Make sure you’ve got the connections between Git, GitHub, and RStudio worked out. When you first set things up, you’ll need to give RStudio ‘permission’ to integrate with your GitHub. There are two steps here:
- Go to https://github.com/settings/tokens and hit “Generate token”. You can choose the scope of access you want to grant. For our purposes, you should be fine so long as “repo”, “user”, and “workflow” are selected. Copy the token when it’s generated. You could also leave this window open until you’ve finished the set up, just to be safe. Head back to RStudio, and install the ‘gitcreds’ package using
install.packages("gitcreds")
. Once installed, call gitcreds::gitcreds_set(). When you run this function, it will prompt you to enter your token.
- Go to https://github.com/settings/tokens and hit “Generate token”. You can choose the scope of access you want to grant. For our purposes, you should be fine so long as “repo”, “user”, and “workflow” are selected. Copy the token when it’s generated. You could also leave this window open until you’ve finished the set up, just to be safe. Head back to RStudio, and install the ‘gitcreds’ package using
Once you’ve granted RStudio access to your GitHub, you should make sure that your local version of Git has your account information. Open your command line (either via terminal or through the terminal window in RStudio). Input the following two lines of code, replacing the account info as needed
- git config –global user.name “your_GitHub_account_name”
- git config –global user.email “your.email@something.com”
See here for a much more detailed walk-through of other approaches if you’re interested. We will generally use HTTPS when working with GitHub in RStudio, so this additional information is not needed for our workflow.
It’s a good idea to have a basic familiarity with the terminology of Git and GitHub before you really dive in. For example, you should know what “pull”, “commit”, “push”, and “branch” mean in the context of a GitHub repo. See:
Here for the GitHub documentation, including separate pages for commits, pulling, and pushing. Note that while these pages assume you’ll be working with Git in the command line, rather than RStudio, the general descriptions still apply.
Here for a very in-depth written intro.
Here for a quick video introduction (starts at ~1:20 where the description of Git starts).
Here for a nice visual representation of some of the basic Git/GitHub actions.
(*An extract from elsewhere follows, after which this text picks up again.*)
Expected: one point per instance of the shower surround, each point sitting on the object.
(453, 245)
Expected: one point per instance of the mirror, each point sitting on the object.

Here for a walk-through of a fairly similar Git/GitHub/RStudio workflow. There’s some differences (or things you won’t have to worry about because I will take care of it for you when we set your project up), but the sections on ‘Creating an RStudio project from version control’ and ‘Working with Git from within RStudio’ are definitely relevant.
General Note
In addition to the data and code you work on, you can make valuable contributions to the development of the lab as a whole by writing up the “invisible” work that you did - what did it take to get to a point where you could begin to engage with the project work flow? Did you find any useful resources that helped you? Are there aspects that were confusing or poorly explained to you? Were there obstacles that could be removed? After working with these systems for a while, it’s difficult to accurately remember what it’s really like to be faced with these challenges for the first time - your insights here can help design as smooth an on-boarding experience as possible!
- See here for the initial inspiration for this.